Um disco de promessas
Um disco atrás, Rita Lee homenageou todas as mulheres do mundo. Agora, retroage e une todas numa só, Santa Rita de Sampa - ela própria. E a clave em que o faz é a do mais radical rocknroll. Não é para menos. Rita Lee é - sempre foi - a grande roqueira brasileira, sucessora de Celly Campello e Wanderléa que tomou umas pitadas de Nara Leão e Gal e virou metralhadora de talento. A auto-homenagem é, pois, mais do que justa - se todo mundo anda meio surdo, ela que se encha de louvores por si só.
Bem, ela o faz pela velha via de trocadilhos infames. Equipara-se a Camille Paspaglia, Joana Dark e que tais, e por aí a coisa vai. Acontece que, em especial no que diz respeito à roupagem roqueira, Rita está mais séria do que nunca. Seu rock hoje é compenetrado, ortodoxo à Stones - nos 90, sinônimo de establishment. Rita já não se desfolha irreverente, transgressora como sempre foi.

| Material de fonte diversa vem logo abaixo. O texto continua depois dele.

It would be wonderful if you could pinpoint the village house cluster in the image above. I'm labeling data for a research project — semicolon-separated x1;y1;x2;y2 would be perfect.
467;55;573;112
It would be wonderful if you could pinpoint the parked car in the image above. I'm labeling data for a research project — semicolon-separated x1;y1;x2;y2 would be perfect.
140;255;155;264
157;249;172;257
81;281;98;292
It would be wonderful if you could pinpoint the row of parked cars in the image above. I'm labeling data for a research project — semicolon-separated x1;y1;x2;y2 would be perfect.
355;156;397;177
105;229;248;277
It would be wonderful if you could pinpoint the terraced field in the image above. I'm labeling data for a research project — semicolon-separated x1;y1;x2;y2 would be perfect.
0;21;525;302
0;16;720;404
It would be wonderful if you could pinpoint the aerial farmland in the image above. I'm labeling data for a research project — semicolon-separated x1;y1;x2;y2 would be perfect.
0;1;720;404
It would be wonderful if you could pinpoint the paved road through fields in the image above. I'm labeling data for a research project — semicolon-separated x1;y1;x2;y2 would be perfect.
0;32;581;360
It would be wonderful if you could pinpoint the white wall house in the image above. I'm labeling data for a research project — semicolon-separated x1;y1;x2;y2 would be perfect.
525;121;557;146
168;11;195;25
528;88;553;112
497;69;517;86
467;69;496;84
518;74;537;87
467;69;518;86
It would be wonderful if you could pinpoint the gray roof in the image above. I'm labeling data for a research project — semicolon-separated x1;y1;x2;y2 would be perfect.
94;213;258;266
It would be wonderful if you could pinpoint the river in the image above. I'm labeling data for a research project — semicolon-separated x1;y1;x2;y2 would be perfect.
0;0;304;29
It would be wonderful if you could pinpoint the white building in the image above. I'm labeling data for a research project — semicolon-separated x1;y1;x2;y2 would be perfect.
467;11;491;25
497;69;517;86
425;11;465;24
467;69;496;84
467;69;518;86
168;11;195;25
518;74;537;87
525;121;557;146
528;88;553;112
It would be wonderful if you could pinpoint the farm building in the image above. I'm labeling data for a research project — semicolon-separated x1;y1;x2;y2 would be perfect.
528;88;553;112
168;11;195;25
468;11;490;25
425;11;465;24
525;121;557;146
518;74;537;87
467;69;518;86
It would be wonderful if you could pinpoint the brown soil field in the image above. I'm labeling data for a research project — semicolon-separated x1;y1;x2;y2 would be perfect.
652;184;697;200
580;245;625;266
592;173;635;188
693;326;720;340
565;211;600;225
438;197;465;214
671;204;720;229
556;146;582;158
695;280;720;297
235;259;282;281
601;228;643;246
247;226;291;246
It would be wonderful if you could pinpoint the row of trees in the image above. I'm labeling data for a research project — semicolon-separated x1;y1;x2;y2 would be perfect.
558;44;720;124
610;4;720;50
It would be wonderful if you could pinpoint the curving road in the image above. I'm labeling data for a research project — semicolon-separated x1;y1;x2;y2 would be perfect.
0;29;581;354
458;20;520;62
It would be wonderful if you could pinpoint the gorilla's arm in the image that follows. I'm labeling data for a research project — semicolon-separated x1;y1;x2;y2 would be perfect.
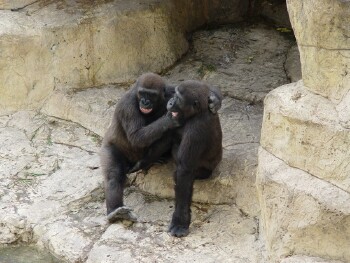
122;105;179;148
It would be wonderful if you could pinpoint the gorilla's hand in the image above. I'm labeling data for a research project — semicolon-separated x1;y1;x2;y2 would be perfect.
208;91;221;114
128;160;150;174
166;111;184;128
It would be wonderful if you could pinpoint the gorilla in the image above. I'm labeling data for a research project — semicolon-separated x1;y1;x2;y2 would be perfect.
100;73;222;223
167;81;222;237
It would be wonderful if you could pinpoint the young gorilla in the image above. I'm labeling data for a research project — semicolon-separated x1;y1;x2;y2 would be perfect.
100;73;222;223
167;81;222;237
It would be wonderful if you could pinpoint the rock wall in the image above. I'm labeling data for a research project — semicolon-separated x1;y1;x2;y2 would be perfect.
0;0;248;113
257;0;350;262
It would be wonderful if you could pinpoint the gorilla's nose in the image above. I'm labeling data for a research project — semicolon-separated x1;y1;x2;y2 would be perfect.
166;98;175;110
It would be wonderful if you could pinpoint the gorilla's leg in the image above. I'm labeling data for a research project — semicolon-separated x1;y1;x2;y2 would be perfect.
101;144;136;223
169;167;194;237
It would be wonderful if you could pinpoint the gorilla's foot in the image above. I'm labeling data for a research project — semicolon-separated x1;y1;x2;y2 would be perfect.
107;206;137;223
169;224;190;237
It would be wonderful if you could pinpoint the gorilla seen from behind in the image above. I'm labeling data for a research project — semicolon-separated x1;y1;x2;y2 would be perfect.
100;73;222;223
167;81;222;237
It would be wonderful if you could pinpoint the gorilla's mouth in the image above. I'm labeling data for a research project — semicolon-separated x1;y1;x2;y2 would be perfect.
140;107;152;114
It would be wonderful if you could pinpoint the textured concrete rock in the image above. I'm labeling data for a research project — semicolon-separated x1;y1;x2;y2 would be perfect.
0;0;252;113
281;256;342;263
287;0;350;102
257;149;350;262
87;193;263;263
0;112;265;263
257;0;291;28
166;24;295;103
0;0;37;10
41;86;125;136
284;45;302;82
261;82;350;192
0;0;187;112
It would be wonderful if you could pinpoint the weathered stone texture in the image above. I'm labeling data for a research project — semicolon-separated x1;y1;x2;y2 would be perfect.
0;1;188;114
261;81;350;192
257;148;350;262
0;0;248;113
0;0;37;10
287;0;350;102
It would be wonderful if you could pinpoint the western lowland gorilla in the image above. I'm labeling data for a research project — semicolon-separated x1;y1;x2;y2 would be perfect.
100;73;222;223
167;81;222;237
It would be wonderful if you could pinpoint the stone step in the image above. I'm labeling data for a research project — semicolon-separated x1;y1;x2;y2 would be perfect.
0;0;248;113
257;146;350;262
0;0;188;112
261;81;350;193
0;111;263;263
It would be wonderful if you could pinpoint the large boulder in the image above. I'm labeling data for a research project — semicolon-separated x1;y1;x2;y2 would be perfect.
261;81;350;192
257;148;350;263
0;0;248;113
287;0;350;102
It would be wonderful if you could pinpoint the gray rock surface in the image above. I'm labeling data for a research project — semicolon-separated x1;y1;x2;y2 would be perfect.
166;24;295;103
0;20;300;263
0;112;263;263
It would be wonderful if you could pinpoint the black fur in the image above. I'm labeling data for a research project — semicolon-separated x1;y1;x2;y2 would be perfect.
100;73;178;222
168;81;222;237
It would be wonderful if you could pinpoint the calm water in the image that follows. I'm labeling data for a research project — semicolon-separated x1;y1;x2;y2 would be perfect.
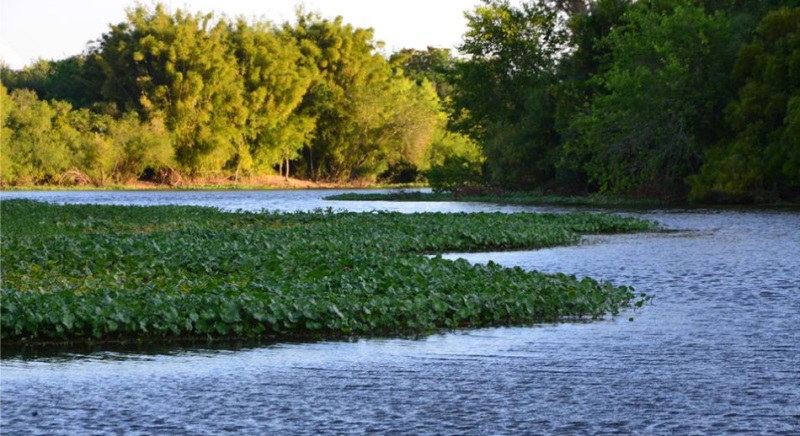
0;191;800;435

Ando Jururu, levada como heavy metal raivosinho assaltado pelos chatos Raimundos, espelha a retração da impagável Rita de 1974, hippie, grávida, maconheira e extremamente feminina/feminista. Ela talvez já não seja uma roqueira _a simpatia da bossa Tum Tum, das toadas O Que Você Quer e Longe Daqui, Aqui Mesmo (aparentada de Ambição, de 1977) e da doce releitura de Menino de Braçanã comprovam.

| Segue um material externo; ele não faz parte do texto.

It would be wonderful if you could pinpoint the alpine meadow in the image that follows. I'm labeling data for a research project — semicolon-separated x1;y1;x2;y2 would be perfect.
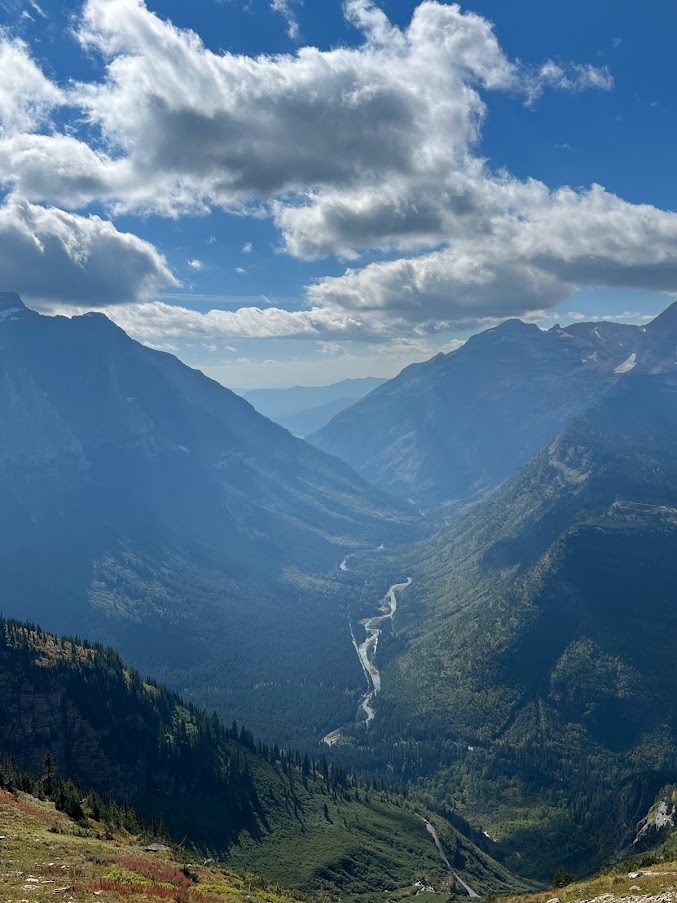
0;0;677;903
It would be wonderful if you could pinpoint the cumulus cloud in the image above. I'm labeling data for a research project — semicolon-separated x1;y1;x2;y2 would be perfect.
70;301;360;340
0;199;177;304
0;0;677;336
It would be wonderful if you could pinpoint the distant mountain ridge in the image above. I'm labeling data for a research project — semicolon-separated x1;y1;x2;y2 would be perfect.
0;294;414;741
240;377;385;437
308;312;675;504
372;356;677;880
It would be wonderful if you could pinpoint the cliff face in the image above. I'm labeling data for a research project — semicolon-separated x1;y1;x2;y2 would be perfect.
0;621;253;811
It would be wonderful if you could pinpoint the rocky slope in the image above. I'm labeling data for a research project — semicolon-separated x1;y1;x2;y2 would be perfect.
0;621;524;895
0;294;412;742
309;312;660;503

O mesmo faz a estrambótica Jardim de Allah, pop vagabundo tipo Iê Iê Iê (1985) da maior qualidade. É um achado, a volta da Rita escondida desde Noviças do Vício, com trocadilhos e tudo. Pontos de fuga do rocknroll, são ilhas de inteligência na perda de prumo de que Rita padece desde meados dos anos 80. Mas a sensatez está toda aí: é nesses segmentos que Rita, confessional, revela que anda farta do rocknroll.

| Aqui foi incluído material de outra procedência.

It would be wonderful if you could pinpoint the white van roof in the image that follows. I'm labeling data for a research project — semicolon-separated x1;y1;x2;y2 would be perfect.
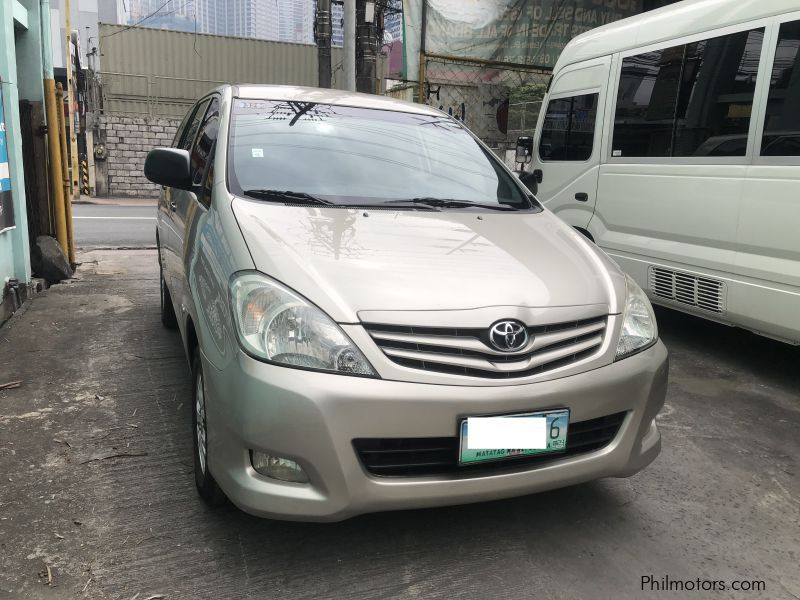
554;0;800;72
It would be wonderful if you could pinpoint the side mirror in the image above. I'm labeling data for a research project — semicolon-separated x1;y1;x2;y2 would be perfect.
514;136;533;165
519;169;541;196
144;148;192;190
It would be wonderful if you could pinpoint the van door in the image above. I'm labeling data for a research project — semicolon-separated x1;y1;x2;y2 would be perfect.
533;56;611;229
730;12;800;343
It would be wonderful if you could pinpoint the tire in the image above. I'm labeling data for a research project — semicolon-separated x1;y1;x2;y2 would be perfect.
192;349;225;506
158;248;178;329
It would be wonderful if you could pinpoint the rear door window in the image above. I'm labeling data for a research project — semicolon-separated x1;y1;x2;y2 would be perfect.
761;21;800;156
539;94;599;161
611;28;764;157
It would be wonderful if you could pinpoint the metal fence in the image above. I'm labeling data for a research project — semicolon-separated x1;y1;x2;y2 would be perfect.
98;71;228;118
386;55;551;155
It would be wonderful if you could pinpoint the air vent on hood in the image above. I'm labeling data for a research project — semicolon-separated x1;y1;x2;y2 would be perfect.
649;267;725;314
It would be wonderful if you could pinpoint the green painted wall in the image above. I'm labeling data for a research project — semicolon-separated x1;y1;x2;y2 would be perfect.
0;0;33;289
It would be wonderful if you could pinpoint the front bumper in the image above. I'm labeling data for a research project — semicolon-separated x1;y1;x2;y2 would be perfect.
203;341;668;521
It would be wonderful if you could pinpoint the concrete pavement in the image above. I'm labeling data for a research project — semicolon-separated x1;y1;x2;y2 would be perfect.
0;250;800;600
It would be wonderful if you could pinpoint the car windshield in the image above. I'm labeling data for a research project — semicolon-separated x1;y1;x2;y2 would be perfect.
228;98;539;210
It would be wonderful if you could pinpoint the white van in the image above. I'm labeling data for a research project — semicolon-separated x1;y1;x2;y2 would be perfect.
532;0;800;344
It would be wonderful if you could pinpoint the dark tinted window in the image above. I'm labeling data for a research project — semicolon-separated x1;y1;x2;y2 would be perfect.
178;100;208;150
611;46;683;156
539;94;598;160
672;29;764;156
761;21;800;156
191;97;219;185
612;29;764;157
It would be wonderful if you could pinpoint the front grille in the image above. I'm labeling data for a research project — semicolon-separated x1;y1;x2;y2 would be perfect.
649;267;725;314
364;317;607;379
353;412;626;477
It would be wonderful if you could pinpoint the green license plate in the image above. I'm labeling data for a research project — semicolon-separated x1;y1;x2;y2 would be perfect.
458;408;569;465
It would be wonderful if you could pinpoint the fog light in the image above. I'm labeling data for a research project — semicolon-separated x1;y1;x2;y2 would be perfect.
250;450;308;483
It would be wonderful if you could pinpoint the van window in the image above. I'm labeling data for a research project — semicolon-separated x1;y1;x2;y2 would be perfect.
611;46;683;156
539;94;598;161
761;21;800;156
612;28;764;157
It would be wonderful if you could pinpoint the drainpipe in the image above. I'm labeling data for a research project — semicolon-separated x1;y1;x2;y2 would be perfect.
39;0;69;254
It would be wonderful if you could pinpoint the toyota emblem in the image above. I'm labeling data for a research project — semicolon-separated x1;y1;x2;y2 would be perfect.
489;319;528;352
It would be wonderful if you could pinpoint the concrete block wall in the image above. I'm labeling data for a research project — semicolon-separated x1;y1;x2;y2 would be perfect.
95;114;180;198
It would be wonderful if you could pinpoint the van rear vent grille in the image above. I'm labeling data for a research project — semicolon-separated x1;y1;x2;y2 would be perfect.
649;267;725;314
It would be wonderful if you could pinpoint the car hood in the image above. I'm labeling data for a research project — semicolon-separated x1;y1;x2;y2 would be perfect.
233;198;625;323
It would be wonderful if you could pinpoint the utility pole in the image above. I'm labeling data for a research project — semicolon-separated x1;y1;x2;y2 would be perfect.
317;0;331;88
344;0;356;92
39;0;69;255
417;0;428;104
356;0;378;94
64;0;80;202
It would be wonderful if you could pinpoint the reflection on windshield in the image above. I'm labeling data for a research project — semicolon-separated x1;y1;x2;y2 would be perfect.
228;99;531;209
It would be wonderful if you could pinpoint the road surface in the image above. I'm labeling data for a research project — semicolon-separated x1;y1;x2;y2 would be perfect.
72;204;156;248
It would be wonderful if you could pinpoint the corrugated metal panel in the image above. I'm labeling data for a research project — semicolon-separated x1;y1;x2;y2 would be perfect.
100;23;368;115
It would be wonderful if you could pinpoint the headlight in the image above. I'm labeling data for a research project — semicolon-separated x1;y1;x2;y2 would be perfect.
617;275;658;360
231;272;377;377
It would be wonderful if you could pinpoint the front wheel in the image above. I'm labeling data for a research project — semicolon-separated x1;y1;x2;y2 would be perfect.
192;349;225;506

O que se avizinha, então, é a chegada - e BossanRoll (1991) já
caminhava nessa direção - de uma outra grande cantora de MPB (ou pop, no mínimo) ao cenário. Mesmo aí, fazem-se perfeitamente dispensáveis o pedido de bênção a Caetano (Homem-Vinho) e a citação indireta a Sampa (Fruta Madura). Rita Lee é, em 1997, um talento a ser explorado e descoberto, e não é qualquer cinquentona que alcança tal prodígio. Peça de transição, Santa Rita de Sampa oferece pouco, mas o que oferece são belas promessas. Saúde, Rita! (P.A.S.)